Notes before we start.
a) This will not cover every conceivable set up and comes with absolutely no guarantee (cover your butt, see step one)
Back up everything you don’t want to loose. It will save a lot of stress if things go wrong…which they probably won’t…but don’t chance it.
Get a piece of paper and plan your layout. One partition for each OS + 1 partition for “swap” + one partition for store files you want to access from each OS (I call mine /shared). Don’t try and set up a partition for /home to be used on several OS’s. I did this once, Bruce told me it probably wouldn’t last long. He was right smile.gif Use a Linux “live cd” to partition your hard drive. The main reason for this is you’ll be able to lay the drive or drives as hda1, hda2, hda3, hdb 1 etc. Write this information down on your plan so that if you ever want to replace an OS, you’ll know which OS is on which drive. It’s a lot easier to do this than to remember which is which when your about to format one of them.
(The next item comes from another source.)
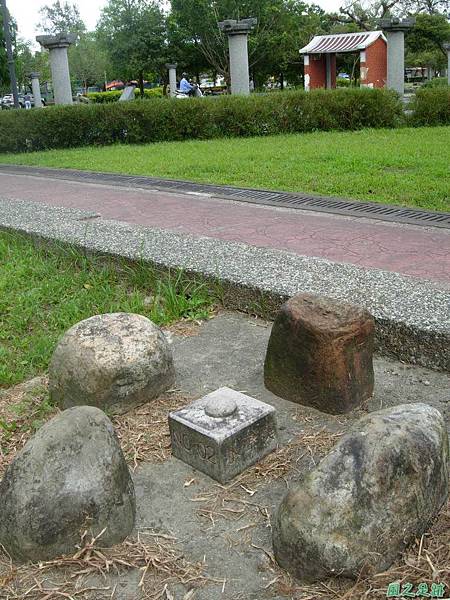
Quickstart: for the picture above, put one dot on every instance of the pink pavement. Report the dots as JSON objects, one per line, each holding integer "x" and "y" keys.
{"x": 422, "y": 252}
Windows must go on the first partition of the first hard drive. Not only that, any partitions formatted for Ext3 or Swap will not show up in Windows. In addition, if Xp and Vista are both being installed, Xp goes on first followed by Vista.
Step 4: Not all Linux OS’s recognize other installations and add them to Grub equally.
Fedora’s typical Grub will have itself and Windows. During the installation of grub you will have a chance to add the other operating systems. Having you disk layout at hand is good. Long story short, if Fedora is being installed as part of a triple boot or more, put it on after Windows.
Sabayon and Fedora both use the Anaconda installer.
openSUSE has skipped over Sabayon just about every time which means adding it to grub manually.
Ubuntu has always picked up every OS and added it to Grub correctly so that all OS will boot without any adjustments needing to be made. So if Ubuntu is part of your plan, I’d suggest installing it last on any system with several OSs.
Heads Up:Beware kernel updates. If you update the kernel on one of your multiboot OS’s, you will have to manually change the kernel version on the grub file you re booting from.
Ram is getting pretty cheap. VirtualBox and VMWare Server are great way’s to test out a new OS without setting up multiboot machines.